Many of the cobbles on the Tour of Flanders route are limited to climbs, so the speeds over them are slower than speed carried on the flatter courses of Scheldeprijs and Roubaix. Also, the cobbles of Flanders are said to be smoother, rounder, and smaller than the large, coarse, and widely spaced stones of Roubaix. The need to carry speed over this flatter but rougher course is a big part of the rationale behind the special bike preparation.
Not every rider nor every team rode a bike outfitted for the cobblestones, but here are a few of the specially spec’ed bikes that we spotted. We heard about Ridley X-Night cyclocross frames under Katusha riders, and maybe even a new Pinarello in the Sky camp, but we’ll have to look for those closer to their date with destiny in Compiegne this weekend.
Both Fabian Cancellara and Matti Breschel rode Specialized Roubaix bikes. This team is fortunate to have the Roubaix in their arsenal, as it’s already built to smooth rough roads and provide a comfortable, stable ride, but not every rider on the team chose to pedal it.
The remainder of the bikes appeared little different from usual, with SRAM Red components, FSA bars and stems, and Zipp 303 wheels.

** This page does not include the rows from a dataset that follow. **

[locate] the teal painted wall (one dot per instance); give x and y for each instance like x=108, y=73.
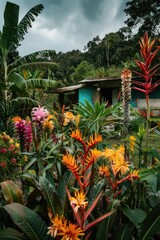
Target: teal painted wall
x=86, y=94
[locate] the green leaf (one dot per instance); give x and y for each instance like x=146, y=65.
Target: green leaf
x=123, y=233
x=9, y=34
x=151, y=224
x=136, y=215
x=11, y=234
x=29, y=164
x=18, y=80
x=149, y=175
x=26, y=21
x=28, y=221
x=61, y=191
x=50, y=195
x=106, y=225
x=11, y=192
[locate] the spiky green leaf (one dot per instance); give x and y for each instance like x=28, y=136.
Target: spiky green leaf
x=11, y=192
x=26, y=21
x=151, y=224
x=28, y=221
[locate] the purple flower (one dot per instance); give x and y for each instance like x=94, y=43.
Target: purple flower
x=39, y=114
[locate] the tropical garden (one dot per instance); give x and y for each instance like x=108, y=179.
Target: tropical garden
x=61, y=175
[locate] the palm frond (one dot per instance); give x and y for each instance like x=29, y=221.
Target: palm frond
x=18, y=80
x=24, y=100
x=26, y=21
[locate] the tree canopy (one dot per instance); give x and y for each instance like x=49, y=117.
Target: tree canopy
x=145, y=15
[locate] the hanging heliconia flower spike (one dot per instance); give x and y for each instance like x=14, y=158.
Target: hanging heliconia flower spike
x=24, y=132
x=126, y=76
x=39, y=115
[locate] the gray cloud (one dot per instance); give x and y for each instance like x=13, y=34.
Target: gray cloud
x=65, y=25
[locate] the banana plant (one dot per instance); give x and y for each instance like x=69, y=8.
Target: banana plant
x=13, y=86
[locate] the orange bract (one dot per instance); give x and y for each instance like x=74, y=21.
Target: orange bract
x=67, y=231
x=77, y=135
x=78, y=200
x=93, y=155
x=71, y=163
x=104, y=170
x=94, y=139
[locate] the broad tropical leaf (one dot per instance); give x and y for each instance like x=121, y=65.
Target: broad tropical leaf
x=9, y=34
x=64, y=182
x=123, y=233
x=151, y=224
x=136, y=215
x=11, y=234
x=28, y=221
x=106, y=225
x=26, y=21
x=11, y=192
x=50, y=195
x=18, y=80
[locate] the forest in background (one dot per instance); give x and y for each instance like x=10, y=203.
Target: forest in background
x=107, y=56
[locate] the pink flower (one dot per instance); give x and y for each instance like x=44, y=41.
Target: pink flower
x=11, y=147
x=13, y=160
x=24, y=132
x=3, y=150
x=3, y=164
x=39, y=114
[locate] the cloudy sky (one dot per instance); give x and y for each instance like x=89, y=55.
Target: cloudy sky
x=65, y=25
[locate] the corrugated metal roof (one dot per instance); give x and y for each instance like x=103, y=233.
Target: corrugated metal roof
x=93, y=80
x=69, y=88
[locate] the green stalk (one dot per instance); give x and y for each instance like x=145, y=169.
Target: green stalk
x=147, y=130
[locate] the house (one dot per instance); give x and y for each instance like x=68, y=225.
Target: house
x=107, y=90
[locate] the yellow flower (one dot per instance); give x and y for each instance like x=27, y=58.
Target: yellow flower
x=71, y=163
x=71, y=232
x=114, y=154
x=94, y=154
x=78, y=200
x=132, y=143
x=120, y=165
x=68, y=116
x=68, y=231
x=77, y=119
x=94, y=139
x=104, y=170
x=58, y=222
x=77, y=135
x=48, y=123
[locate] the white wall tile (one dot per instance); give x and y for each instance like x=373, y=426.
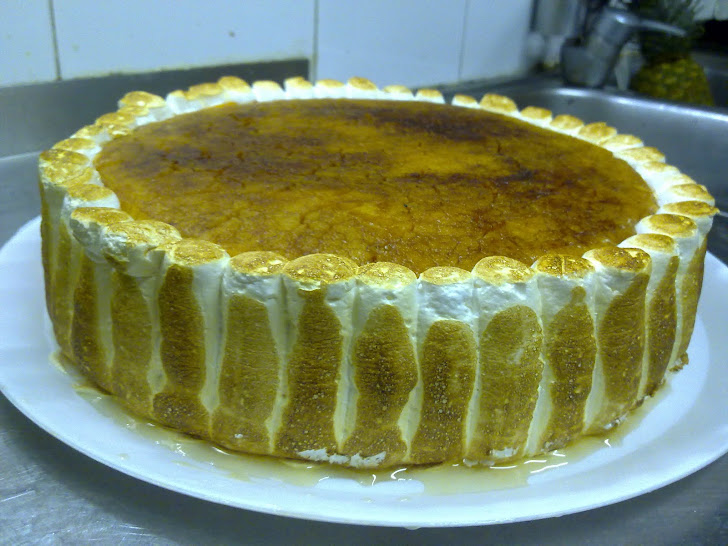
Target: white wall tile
x=26, y=42
x=409, y=42
x=495, y=38
x=97, y=37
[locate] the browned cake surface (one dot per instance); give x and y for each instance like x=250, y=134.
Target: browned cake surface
x=408, y=182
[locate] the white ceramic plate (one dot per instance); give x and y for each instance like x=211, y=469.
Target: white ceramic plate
x=685, y=428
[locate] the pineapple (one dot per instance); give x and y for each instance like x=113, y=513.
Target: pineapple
x=669, y=71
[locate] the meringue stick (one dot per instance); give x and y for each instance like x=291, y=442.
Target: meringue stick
x=448, y=360
x=90, y=336
x=189, y=318
x=660, y=308
x=685, y=233
x=383, y=363
x=510, y=370
x=252, y=348
x=621, y=276
x=317, y=286
x=566, y=285
x=133, y=249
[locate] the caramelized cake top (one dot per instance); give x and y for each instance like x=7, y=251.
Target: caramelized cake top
x=414, y=183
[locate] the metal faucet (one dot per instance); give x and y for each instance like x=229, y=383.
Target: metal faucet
x=589, y=61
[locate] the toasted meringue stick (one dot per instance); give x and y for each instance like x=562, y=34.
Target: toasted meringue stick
x=319, y=293
x=56, y=170
x=383, y=362
x=448, y=361
x=689, y=274
x=660, y=307
x=136, y=368
x=510, y=341
x=702, y=214
x=90, y=336
x=189, y=319
x=253, y=338
x=68, y=257
x=622, y=276
x=566, y=285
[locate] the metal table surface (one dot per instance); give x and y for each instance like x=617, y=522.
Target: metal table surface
x=51, y=494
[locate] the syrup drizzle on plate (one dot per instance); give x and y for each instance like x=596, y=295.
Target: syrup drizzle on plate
x=402, y=481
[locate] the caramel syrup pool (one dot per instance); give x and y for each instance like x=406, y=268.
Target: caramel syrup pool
x=443, y=479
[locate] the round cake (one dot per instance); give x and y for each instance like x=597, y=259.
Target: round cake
x=369, y=277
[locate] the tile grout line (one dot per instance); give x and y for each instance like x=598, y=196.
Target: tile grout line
x=56, y=56
x=313, y=68
x=461, y=60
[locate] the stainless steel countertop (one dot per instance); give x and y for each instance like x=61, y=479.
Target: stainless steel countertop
x=51, y=494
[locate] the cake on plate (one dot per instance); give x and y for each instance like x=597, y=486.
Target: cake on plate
x=369, y=277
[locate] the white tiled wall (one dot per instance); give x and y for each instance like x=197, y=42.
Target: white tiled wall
x=414, y=42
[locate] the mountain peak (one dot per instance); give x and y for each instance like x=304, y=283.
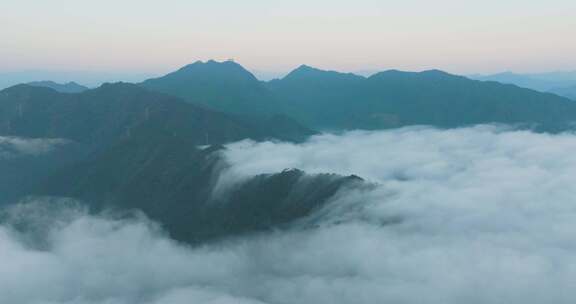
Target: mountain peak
x=212, y=65
x=306, y=72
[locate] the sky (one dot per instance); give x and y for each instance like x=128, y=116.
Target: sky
x=272, y=37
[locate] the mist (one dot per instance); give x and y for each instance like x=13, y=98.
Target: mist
x=483, y=214
x=11, y=147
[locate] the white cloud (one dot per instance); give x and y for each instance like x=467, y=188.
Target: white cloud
x=18, y=146
x=484, y=216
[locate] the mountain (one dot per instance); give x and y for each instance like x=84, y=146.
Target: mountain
x=568, y=92
x=544, y=82
x=113, y=111
x=70, y=87
x=94, y=121
x=336, y=101
x=173, y=181
x=223, y=86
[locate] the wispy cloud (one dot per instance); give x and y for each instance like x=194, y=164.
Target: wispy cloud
x=486, y=216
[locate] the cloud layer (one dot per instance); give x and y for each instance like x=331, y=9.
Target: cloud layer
x=481, y=215
x=17, y=146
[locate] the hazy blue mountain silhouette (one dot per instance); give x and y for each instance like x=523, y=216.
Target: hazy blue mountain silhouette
x=336, y=101
x=223, y=86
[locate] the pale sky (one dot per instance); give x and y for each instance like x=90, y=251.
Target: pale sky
x=155, y=36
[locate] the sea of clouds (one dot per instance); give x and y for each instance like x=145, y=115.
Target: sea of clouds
x=11, y=147
x=481, y=215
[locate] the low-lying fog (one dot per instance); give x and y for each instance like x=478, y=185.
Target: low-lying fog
x=480, y=215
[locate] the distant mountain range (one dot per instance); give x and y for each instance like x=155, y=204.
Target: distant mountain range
x=336, y=101
x=560, y=83
x=156, y=146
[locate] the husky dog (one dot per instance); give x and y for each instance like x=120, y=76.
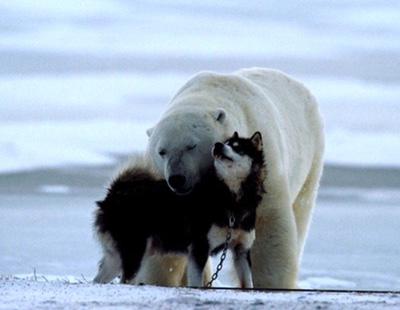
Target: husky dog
x=141, y=216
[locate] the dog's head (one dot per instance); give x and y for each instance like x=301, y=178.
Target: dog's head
x=237, y=158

Team Milram uses Focus Izalco bikes which debuted last year at the Tour de France. 3T made a special, custom sized Funda Pro fork to fit the Izalco’s 1 – 3/8th-inch lower headset bearing. Here in Belgium, the team’s Izalco bikes are fitted with special forks to soften the numbing vibration of rough roads.
Team mechanic Arie DeBaker could only tell us, “It’s a special fork for the races this year in Belgium,” and gave no details. But it looks like a basic carbon fork (no surprise) with curved blades and a smaller crown, and possibly carbon dropouts with aluminum inserts. We’ll try to get more details in the next few days.
Like the Milram bikes, some of the HTC-Columbia Scott Addict rigs were fitted with different forks. In this case, the standard Addict fork was replaced with Scott’s CR1 fork, which is built to flex and absorb vibration.
The HTC-Columbia bikes are also notable for the prototype carbon fiber pedals used by some of the riders.
Garmin’s Johan Van Summeren chose the Scheldeprijs for a final test of his Paris-Roubaix cobblestones bike. Team mechanic Kris Withington said, “They’ve been training with this bike, but he decided to race with it.”
Notable visible features on the Felt include the obvious selection of a complete Shimano Dura-Ace 7800 parts kit. “We think the shifters will be better (than Shimano’s electric Dura-Ace parts),” said Withington. “The cable routing is more resilient in bad weather,” and less sensitive to contamination, he said.
In addition to the drivetrain and shifters, the Felt frame is built with slacker geometry in the head and seat tubes, plus an extra 2cm in the top tube, according to Withington. The rear dropouts effectively add length to the chainstays and thus add wheelbase and stability to the bike. The chainstays and fork both feature additional clearance for larger tires and mud.